10 Ekim 2017 Salı

Boşanma

     Yıllar önce bir ekim sonu... Belki de kasımdır, bilemedim şimdi. Hava kararmaya yüz tutmuşken tam, hoca da bir ezan tutturuyor. Akşam ezanı, belki yatsı... Anlamam pek... Derin bir endişe bütün bedenimi kaplıyor. O anda artık ayakta durmamın mümkünü yok. Hızla pencerenin kenarına gidiyor, karyolamın kenarına ilişiyorum. Kurtuluş'ta bir dördüncü kat.... Arka cephe... Gözlerim bakımsız balkonlarda gezinirken, içimden, yok, belki de yüksek sesle, "bundan daha mutsuz olunamaz ki" diyorum. Kimbilir, dememiş de olabilirim. Bunlar hep Amerikan dizilerinden kaptığımız özenti haller... Ama his net... Daha önce hiç olmadığım kadar mutsuz olduğumu hissediyorum. Çılgınca korkuyorum.

     Sancılı süreçler bitmiş, boşanma gerçekleşmiş. Kendi istediğim, çok istediğim boşanma... O, evden her şeyiyle gitmiş. "Nekahat dönemi"nin bitmiş olduğunu düşünmüş olsa gerek ki, annem de başımda tuttuğu nöbetini tamamlamış ve Ankara'ya dönmüş. 

     Ayrılmaya çalıştığım süre içinde nasıl da farkedememişim bunu. Hayatımdan gönderdiğim yalnızca geçinemediğim bir koca değil; on dört yıllık can yoldaşım, bildiğin çocukluk arkadaşım... Evlilik kısmı yedi yıl sürmüş dev bir ortaklık, adeta bir "çift yumurta ikizliği", delice bir ekip çalışması...

     Paylaştığımız korkularımız gitti, güldüğümüz espriler gitti, birlikte yaptığımız komik danslar gitti, uydurduğumuz kelimelerimiz gitti, gelecek planlarımız gitti... O... Gitti...


     Parmaklarım güç alırcasına tuttunduğum yatağa geçiyor. Dişlerimi ve boynumu sıktığımı hissediyorum.

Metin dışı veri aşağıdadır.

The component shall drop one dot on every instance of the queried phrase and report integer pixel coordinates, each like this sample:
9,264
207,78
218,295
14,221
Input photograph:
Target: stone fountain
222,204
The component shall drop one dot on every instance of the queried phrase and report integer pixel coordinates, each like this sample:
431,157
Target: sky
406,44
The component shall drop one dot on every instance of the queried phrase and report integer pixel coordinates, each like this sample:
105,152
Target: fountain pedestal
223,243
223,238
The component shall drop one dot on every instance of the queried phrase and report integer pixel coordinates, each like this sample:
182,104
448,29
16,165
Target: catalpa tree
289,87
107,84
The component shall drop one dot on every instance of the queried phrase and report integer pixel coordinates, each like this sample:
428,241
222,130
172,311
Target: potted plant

Ağlayamayacak kadar gergin olduğumdan, oturduğum yerde hafifçe öne ve geriye sallanıyorum. Çünkü hava kararıyor, çünkü kış geliyor, çünkü ezan okunuyor... Acı ve endişe artık soyut kavramlar değil. Biçimsiz hatlarına dokunabiliyor, gri ve siyah renk geçişlerini görebiliyorum. Aldığım koku genzimi yakıyor. Ve ben, nasıl ifade edeceğimi yıllar sonra bir arkadaşımdan öğreneceğim "kuyu"ma düşmeye başlıyorum. Hızla, derine, dibe, en dibe doğru... Aile hayatımdan direk geçiş yaptığım evlilik hayatımın bitiminde, hayatımda ilk kez mutlak yalnızlıkla yüzleşiyorum. Arapça kelimeler ve hocanın yanık sesi kulağımda değil, midemde dönüp duruyor... Her şey -öyle- tanıdık... Tıpkı babamın ölümü gibi... Hayır, "gibi" değil... Korkarım babam tekrar ölüyor...

1 yorum:

  1. Böyle soyut şeylerin bu kadar net ve samimiyetle ifade edilebilmesi, size has, sevdiğim bir güzellik. Bu da geçer. Neler neler, neler neler geçmedi ki?!.